Acordei meio de bode e busquei o controle remoto. Queria ver a corrida do Canadá. O que a TV mostrou foi o Pelé saindo com a tocha do Maracanã. Esquecera: a F-1 seria à tarde. Antes que eu terminasse de coçar os olhos, o gênio do futebol desabou em choro. Buscou um ombro amigo e anônimo. Recém-operado de um descolamento de retina, chorou de soluçar.
Como soluçou, molecote, na Copa de 58, quando pela primeira vez derramou diante do planeta as lágrimas que o marcariam como atleta emotivo. Raiava ali, na emoção de Pelé, o luminoso domingo do Rio como anfitrião do fogo olímpico. Festa junina na cidade, dor-de-cotovelo em arraiais nem tão distantes.
A última vez que assistira ao seu pranto convulsivo fora no Faustão. Revelara-se que uma empresa com seu nome se apropriara de US$ 700 mil movimentados em torno de um evento beneficente para o Unicef da Argentina que nunca aconteceu.

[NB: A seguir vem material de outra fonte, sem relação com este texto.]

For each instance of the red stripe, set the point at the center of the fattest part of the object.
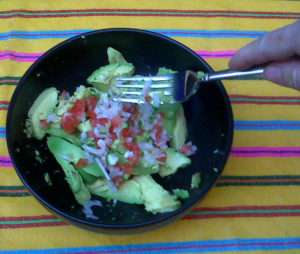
(150, 10)
(257, 180)
(275, 98)
(194, 13)
(210, 216)
(267, 102)
(237, 208)
(38, 217)
(265, 97)
(29, 225)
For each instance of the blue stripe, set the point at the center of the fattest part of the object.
(267, 125)
(33, 35)
(211, 33)
(205, 246)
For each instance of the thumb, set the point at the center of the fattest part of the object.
(285, 73)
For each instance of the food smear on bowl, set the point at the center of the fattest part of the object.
(112, 149)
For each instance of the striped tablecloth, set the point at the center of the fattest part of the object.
(255, 205)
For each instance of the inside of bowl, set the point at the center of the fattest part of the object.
(67, 66)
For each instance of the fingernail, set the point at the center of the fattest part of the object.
(273, 74)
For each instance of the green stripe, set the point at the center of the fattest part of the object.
(246, 212)
(29, 221)
(247, 78)
(18, 187)
(15, 195)
(270, 100)
(9, 78)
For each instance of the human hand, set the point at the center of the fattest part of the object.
(282, 48)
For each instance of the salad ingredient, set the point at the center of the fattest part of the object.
(180, 130)
(111, 149)
(180, 193)
(117, 67)
(196, 180)
(128, 192)
(174, 161)
(43, 106)
(156, 198)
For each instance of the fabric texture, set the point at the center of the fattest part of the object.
(255, 205)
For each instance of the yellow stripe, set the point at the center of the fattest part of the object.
(262, 166)
(70, 236)
(254, 5)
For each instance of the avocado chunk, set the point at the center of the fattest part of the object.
(103, 77)
(87, 178)
(118, 146)
(43, 106)
(63, 149)
(156, 198)
(61, 133)
(74, 180)
(165, 71)
(128, 192)
(174, 161)
(180, 130)
(115, 56)
(145, 168)
(180, 193)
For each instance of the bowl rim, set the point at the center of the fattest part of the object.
(161, 219)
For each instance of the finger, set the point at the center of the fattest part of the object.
(286, 73)
(278, 45)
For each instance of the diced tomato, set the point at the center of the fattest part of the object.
(91, 113)
(78, 110)
(163, 157)
(102, 121)
(126, 133)
(69, 123)
(134, 147)
(116, 122)
(128, 108)
(91, 102)
(44, 124)
(126, 168)
(62, 95)
(185, 149)
(118, 180)
(90, 134)
(82, 163)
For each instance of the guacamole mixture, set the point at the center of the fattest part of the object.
(111, 149)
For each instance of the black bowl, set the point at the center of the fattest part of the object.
(208, 113)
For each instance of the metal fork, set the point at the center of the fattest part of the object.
(177, 87)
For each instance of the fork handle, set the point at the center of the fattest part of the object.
(230, 74)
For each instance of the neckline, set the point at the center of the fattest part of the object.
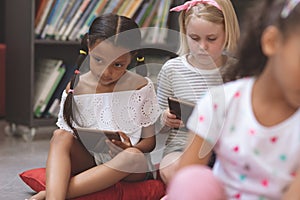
(249, 109)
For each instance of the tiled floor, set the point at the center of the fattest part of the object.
(16, 156)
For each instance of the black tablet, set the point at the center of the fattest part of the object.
(181, 108)
(95, 140)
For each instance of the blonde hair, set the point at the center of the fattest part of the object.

A firma que ficou com a grana era homônima à que Pelé controlava no Brasil. Sediada em paraíso fiscal, fora omitida ao fisco por ele e seu então sócio Hélio Viana. Ministro dos Esportes, o ex-jogador assinara um contrato com o Unicef como avalista da offshore. Firmara outro como presidente da tal companhia. Seu advogado o informara dos US$ 700 mil em caixa. Sugeria que a Pelé Sports & Marketing Inc. embolsasse tudo e nada repassasse ao fundo da ONU para o qual arrecadaram-se os dólares. Assim foi feito.

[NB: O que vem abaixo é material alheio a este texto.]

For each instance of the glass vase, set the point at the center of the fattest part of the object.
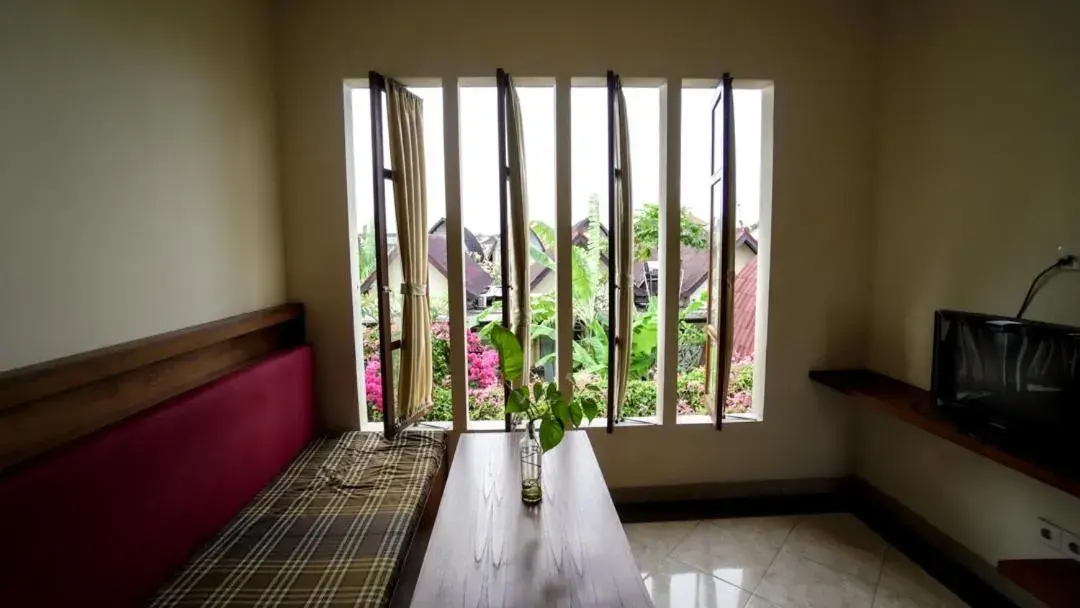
(531, 491)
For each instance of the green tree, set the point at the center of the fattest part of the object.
(692, 232)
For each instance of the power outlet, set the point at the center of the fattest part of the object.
(1050, 535)
(1063, 253)
(1070, 544)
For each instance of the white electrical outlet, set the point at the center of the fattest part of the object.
(1050, 535)
(1063, 253)
(1070, 544)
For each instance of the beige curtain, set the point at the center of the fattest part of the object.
(623, 233)
(521, 315)
(410, 204)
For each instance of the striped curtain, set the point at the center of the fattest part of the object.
(622, 232)
(410, 204)
(521, 316)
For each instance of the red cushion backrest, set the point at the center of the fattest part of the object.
(108, 518)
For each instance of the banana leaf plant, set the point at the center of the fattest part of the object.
(541, 402)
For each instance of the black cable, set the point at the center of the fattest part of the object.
(1033, 289)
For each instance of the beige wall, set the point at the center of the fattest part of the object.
(819, 56)
(137, 171)
(977, 184)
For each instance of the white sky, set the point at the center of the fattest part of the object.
(478, 140)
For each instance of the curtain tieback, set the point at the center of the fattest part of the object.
(414, 289)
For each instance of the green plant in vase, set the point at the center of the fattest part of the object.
(541, 403)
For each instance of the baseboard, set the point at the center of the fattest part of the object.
(959, 569)
(699, 501)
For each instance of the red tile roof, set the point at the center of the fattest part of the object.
(745, 310)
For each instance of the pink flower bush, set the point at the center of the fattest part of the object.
(485, 381)
(373, 383)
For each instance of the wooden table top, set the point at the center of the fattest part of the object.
(489, 549)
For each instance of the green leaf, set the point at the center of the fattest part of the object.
(541, 258)
(551, 433)
(541, 330)
(543, 360)
(591, 408)
(562, 411)
(511, 357)
(551, 392)
(576, 414)
(518, 401)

Tudo isso, jurou Pelé, sem ele saber. Empresa no exterior? Estava por fora. Pôs o rolo na conta do sócio com que rompera. Prometeu que escolheria a dedo os parceiros dali em diante. E chorou no Faustão. Apresentou as novas credenciais: associou-se ao reverendo Moon na promoção de um torneio "pela paz". O projeto mexia com milhões. Prepostos de Pelé contaram que ele foi ludibriado e não recebeu o devido.
Na jogada na Coréia estava também um colaborador do ex-ministro que saiu em sua defesa no caso Unicef. Por uma coincidência danada, o amigo anda sumido do Brasil desde a publicação de algumas sentenças nas mais de mil ações contra ele e um negócio seu do ramo de saúde.
Há um ano, noticiou-se que Pelé reconheceu num processo ser dono de outra offshore jamais declarada. Um porta-voz esclareceu: o Rei não sabia. Logo montou uma lista de feras de todos os tempos em que Romerito barrou Gérson. Na festa da Fifa em Londres, apareceu com o colaborador que anda sem dar as caras por aqui, agora anunciado como funcionário da empresa Pelé Pro.
Pelé encarna a nossa tragédia. De um lado, o talento inigualável, o melhor do mundo. O país que deu certo, o sucesso. A generosidade de oferecer o milésimo gol às crianças. O amigo que todo mundo quer.
De outro, o antípoda. Ouvi ontem: como se ao vestir o terno virasse o contrário do cara bacana de uniforme e agasalho esportivos. É a sina brasileira. Talvez não faltem motivos para chorar.

Zidane e Petkovic
Nos gols de falta de Zidane e Petkovic no domingo, viu-se a diferença do cracaço para o jogadoraço. A cobrança do francês contra a Inglaterra saiu como um canhão. Na do sérvio diante do Palmeiras, menos eficiente, a bola foi mais lenta. Como diria o idiota da objetividade, o gol vale igual.

Árbitro de peso
Impressionante o perfil rechonchudo do árbitro Héber Lopes, que apitou Flamengo x Vitória. Parece cada vez mais gordo. Qual o limite de peso estabelecido pela CBF?

A saída de Kajuru
Se a crítica a Aécio Neves dá demissão quando o neto de Tancredo é governador, imagine se ele um dia chegar à Presidência.